I do my best, and I work as hard as I can, but they never appreciate it. Ever. I try, and I try, and I give until I have nothing left, but it's never enough, they always think I have more, that I’m hoarding effort. And when I have nothing left to give and they have stopped demanding more, they leave me in the dust.
That is why I have not been rescued. The Republic’s war with the Sith recently swung in the Republic’s favor, if only by an insignificant margin. There isn’t a desperate need for my Battle Meditation. If they are searching for me, they aren’t trying very hard.
That is, if they even know that I've been caught. Would Malak or any of his lieutenants have broadcast the news of my capture, announcing or gloating about it over the HoloNet? Would the information be shared between Sith in the Fleet, allowing Republic Intelligence or the Bothan spynet to learn of it? If not, only the Sith who had come into contact with me and the crew of the Ebon Hawk would know.
Would they have told? At the time I had thought that we were all cooperating well, that we respected one another, but now... Carth, the only crewmember to officially serve the Republic, had never respected my authority as a Jedi. He had felt, in his paranoid arrogance, that I was not fit to instruct him, only to act as his equal. Canderous was a Mandalorian and there was no reason for him to tell anyone. Jolee claimed to be neutral and felt that I was too indoctrinated, and Mission and Zaalbar had never owed anything to the Republic or the Jedi. Juhani might, but she was a very private individual, and I had no idea what action she would take.
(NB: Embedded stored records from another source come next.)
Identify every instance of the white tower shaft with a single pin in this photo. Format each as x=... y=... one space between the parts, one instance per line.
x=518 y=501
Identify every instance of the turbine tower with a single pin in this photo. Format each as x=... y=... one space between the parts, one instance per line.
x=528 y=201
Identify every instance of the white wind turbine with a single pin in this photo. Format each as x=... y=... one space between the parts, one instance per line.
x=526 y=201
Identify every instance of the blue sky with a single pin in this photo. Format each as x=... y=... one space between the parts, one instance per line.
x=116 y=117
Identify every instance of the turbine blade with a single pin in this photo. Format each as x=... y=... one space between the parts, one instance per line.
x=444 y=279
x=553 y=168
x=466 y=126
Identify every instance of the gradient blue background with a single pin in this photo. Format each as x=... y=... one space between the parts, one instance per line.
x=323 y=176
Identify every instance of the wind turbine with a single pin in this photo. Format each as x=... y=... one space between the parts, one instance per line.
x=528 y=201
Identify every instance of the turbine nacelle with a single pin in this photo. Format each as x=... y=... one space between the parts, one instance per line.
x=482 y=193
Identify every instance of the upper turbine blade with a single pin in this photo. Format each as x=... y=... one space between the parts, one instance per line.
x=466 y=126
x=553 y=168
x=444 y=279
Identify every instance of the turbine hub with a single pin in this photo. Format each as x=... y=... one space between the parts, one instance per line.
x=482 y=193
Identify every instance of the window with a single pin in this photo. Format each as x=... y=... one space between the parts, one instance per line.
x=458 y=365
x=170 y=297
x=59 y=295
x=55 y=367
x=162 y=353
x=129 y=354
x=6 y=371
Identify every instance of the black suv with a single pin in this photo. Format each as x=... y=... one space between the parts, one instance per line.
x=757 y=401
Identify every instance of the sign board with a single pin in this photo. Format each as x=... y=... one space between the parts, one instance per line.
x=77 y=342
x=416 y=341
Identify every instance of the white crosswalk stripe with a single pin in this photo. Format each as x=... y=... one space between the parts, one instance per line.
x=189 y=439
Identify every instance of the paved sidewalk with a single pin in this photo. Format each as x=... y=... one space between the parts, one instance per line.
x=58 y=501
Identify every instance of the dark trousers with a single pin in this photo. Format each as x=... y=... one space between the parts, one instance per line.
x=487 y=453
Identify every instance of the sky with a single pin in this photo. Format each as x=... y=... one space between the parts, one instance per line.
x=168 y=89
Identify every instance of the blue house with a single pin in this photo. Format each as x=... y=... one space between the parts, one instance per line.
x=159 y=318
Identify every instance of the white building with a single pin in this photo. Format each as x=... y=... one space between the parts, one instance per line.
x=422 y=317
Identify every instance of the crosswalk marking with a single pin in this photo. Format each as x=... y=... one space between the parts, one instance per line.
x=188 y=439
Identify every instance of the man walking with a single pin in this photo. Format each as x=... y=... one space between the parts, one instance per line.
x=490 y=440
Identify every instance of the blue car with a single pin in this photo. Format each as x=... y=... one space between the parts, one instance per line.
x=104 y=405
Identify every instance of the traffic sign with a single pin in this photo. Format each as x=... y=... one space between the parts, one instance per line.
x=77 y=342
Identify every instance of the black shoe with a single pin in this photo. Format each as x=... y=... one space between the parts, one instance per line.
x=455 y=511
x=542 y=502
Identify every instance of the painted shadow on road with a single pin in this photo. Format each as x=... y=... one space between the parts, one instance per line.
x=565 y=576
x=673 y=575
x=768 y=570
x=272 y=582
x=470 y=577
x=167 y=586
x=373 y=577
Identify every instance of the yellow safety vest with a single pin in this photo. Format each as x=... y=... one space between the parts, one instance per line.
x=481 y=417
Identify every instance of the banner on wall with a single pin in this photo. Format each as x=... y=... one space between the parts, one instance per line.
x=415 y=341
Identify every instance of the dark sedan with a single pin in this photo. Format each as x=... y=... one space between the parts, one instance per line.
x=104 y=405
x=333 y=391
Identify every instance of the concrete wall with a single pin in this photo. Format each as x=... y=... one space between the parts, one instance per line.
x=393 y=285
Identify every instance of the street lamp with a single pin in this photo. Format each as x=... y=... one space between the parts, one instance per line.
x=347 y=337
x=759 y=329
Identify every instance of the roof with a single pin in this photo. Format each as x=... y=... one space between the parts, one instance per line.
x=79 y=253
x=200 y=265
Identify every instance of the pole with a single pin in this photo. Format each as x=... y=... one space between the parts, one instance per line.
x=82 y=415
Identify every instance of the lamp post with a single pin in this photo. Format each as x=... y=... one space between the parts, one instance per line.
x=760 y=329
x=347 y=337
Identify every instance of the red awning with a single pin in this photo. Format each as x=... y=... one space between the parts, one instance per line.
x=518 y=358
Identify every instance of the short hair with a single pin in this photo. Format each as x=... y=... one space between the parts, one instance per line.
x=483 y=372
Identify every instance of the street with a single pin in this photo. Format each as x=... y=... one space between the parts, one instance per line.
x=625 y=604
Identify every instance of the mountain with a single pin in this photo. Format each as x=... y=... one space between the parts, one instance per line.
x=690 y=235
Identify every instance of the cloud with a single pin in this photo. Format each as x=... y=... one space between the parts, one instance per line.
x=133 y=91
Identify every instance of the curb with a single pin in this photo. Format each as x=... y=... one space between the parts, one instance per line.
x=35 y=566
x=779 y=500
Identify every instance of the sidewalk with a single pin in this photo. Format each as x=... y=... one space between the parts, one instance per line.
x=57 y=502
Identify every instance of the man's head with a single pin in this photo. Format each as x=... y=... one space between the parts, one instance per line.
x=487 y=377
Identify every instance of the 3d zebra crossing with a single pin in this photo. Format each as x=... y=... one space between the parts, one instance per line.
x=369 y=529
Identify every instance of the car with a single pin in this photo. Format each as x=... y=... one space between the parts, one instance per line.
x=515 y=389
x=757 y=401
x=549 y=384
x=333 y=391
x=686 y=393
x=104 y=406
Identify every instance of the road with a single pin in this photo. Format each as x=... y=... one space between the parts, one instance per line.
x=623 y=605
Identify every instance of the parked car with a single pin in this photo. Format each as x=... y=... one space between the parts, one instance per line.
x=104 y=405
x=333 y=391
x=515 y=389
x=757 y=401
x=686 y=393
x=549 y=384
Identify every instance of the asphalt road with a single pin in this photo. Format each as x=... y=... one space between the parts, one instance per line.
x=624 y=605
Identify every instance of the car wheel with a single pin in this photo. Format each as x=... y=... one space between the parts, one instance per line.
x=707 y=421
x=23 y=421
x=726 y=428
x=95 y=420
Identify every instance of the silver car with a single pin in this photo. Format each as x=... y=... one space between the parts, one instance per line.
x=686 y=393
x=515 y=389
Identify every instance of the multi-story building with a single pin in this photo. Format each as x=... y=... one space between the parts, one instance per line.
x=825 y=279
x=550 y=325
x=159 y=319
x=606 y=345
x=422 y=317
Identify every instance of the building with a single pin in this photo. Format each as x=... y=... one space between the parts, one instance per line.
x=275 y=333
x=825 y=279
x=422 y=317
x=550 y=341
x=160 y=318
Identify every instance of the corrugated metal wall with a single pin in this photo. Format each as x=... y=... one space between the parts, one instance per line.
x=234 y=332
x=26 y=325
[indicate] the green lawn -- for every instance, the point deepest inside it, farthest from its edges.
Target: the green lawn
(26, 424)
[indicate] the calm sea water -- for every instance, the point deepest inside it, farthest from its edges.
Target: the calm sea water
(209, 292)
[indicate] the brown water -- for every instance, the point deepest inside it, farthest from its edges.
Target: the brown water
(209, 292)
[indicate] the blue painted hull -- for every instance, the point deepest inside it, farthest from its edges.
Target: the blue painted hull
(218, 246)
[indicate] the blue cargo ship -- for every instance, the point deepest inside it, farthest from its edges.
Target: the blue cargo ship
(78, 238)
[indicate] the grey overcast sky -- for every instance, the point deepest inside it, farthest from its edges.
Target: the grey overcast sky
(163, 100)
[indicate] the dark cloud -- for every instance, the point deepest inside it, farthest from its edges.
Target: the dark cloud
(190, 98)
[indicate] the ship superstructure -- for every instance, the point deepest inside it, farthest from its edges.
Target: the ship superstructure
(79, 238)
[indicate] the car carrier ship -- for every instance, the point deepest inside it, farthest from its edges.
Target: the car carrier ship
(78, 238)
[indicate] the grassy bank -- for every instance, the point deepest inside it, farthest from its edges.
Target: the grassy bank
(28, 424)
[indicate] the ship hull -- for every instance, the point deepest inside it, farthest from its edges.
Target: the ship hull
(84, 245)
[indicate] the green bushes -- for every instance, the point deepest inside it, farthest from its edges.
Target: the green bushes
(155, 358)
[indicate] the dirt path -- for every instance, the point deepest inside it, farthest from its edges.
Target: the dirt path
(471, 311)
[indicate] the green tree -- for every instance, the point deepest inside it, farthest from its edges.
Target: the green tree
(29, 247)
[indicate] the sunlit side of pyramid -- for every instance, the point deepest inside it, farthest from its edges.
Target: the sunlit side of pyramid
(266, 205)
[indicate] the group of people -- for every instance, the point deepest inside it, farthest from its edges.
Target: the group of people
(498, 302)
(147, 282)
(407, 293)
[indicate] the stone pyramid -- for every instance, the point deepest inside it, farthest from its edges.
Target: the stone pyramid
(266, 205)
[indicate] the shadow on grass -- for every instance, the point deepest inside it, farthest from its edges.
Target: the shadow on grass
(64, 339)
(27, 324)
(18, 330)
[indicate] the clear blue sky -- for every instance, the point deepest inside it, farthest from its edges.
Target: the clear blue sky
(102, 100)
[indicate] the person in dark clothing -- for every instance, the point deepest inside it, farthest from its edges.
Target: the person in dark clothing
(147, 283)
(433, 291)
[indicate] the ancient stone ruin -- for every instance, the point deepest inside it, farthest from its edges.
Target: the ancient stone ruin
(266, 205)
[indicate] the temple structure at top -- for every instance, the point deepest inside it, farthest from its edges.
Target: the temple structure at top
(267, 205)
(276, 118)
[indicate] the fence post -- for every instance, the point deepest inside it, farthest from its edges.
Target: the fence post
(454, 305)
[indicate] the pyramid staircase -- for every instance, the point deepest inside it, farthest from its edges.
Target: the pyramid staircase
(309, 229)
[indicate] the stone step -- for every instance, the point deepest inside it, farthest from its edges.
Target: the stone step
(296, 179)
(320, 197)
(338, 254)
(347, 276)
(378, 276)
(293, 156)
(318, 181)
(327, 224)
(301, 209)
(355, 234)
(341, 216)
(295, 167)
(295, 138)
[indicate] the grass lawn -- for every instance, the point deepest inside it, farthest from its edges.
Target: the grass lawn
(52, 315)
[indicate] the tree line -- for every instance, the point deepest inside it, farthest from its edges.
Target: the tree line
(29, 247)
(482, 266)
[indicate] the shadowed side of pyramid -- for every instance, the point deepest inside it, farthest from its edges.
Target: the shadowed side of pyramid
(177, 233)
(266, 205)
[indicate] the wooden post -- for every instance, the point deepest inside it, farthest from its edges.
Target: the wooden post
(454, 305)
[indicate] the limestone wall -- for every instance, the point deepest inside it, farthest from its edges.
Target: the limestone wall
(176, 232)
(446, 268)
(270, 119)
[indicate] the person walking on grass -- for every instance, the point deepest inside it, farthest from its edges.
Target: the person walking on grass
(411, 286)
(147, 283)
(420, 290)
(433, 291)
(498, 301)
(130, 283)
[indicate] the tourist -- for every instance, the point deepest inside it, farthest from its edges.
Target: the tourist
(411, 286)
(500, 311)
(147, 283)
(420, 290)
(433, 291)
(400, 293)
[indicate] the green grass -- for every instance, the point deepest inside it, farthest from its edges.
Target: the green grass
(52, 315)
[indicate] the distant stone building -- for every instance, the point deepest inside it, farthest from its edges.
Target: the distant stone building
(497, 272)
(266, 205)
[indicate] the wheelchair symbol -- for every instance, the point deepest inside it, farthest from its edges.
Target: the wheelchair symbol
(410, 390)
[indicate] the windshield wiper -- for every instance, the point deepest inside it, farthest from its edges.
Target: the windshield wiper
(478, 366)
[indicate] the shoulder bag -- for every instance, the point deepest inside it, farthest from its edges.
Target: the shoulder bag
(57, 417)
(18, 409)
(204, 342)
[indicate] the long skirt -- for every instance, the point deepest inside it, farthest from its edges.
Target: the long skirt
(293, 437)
And Kyta, she who had been Revan?
She hates me. Oh, when Malak had told her, I had seen her reaction, heard her speak and felt emotion through our bond. She had been accusing, but I had felt no real animosity. She had been blank, but I had felt hints of other emotion – excitement and a sort of sickened, lurching horror. There had been nothing like loathing then.
But, by now, after Carth told everyone, as he must have done, after an unknown period of time where everyone on the Ebon Hawk must have regarded her with hostile suspicion… She had to hate me. She had to think that I was getting what I deserved.
And that thought... It hurt. Maybe I do deserve it.
No! I had no choice. I did what I had to do. Why can't anyone understand that? I had no choice!
No matter what I do, no matter how much I try, everyone that I am supposed to trust turns on me. Abandoning me when I need them, attacking me with criticism, holding me accountable for things that weren’t my fault… people are scum.
Ah- here was another one. I tried to focus on Malak’s back, but it faded into –
//Anger, impotence, frustration. “Communications up and down the Perlemian Trade Route have been cut off, Mandalorian scouts were sighted in the Sigil system, and all the council can do is accuse me of warmongering! ‘Lak, I have no choice. I have to act outside of their jurisdiction.” “I’m going with you.” “They’ll condemn you, too. Bar you from the Temple.” “You’ve never done anything really big without me. Let’s not start now.”//
“Follow, Bastila!”
“I’m coming,” I hissed thoughtlessly, then flinched as he turned his head and stared at me.
What was left of the mobile portions of Malak’s face, his brows and the skin around his eyes, did not move. It occurred to me that I had never seen the expression on that facial skin change – he blinked, but his brows were frozen and there were no little wrinkles around his eyes like I had seen on virtually every other Sith.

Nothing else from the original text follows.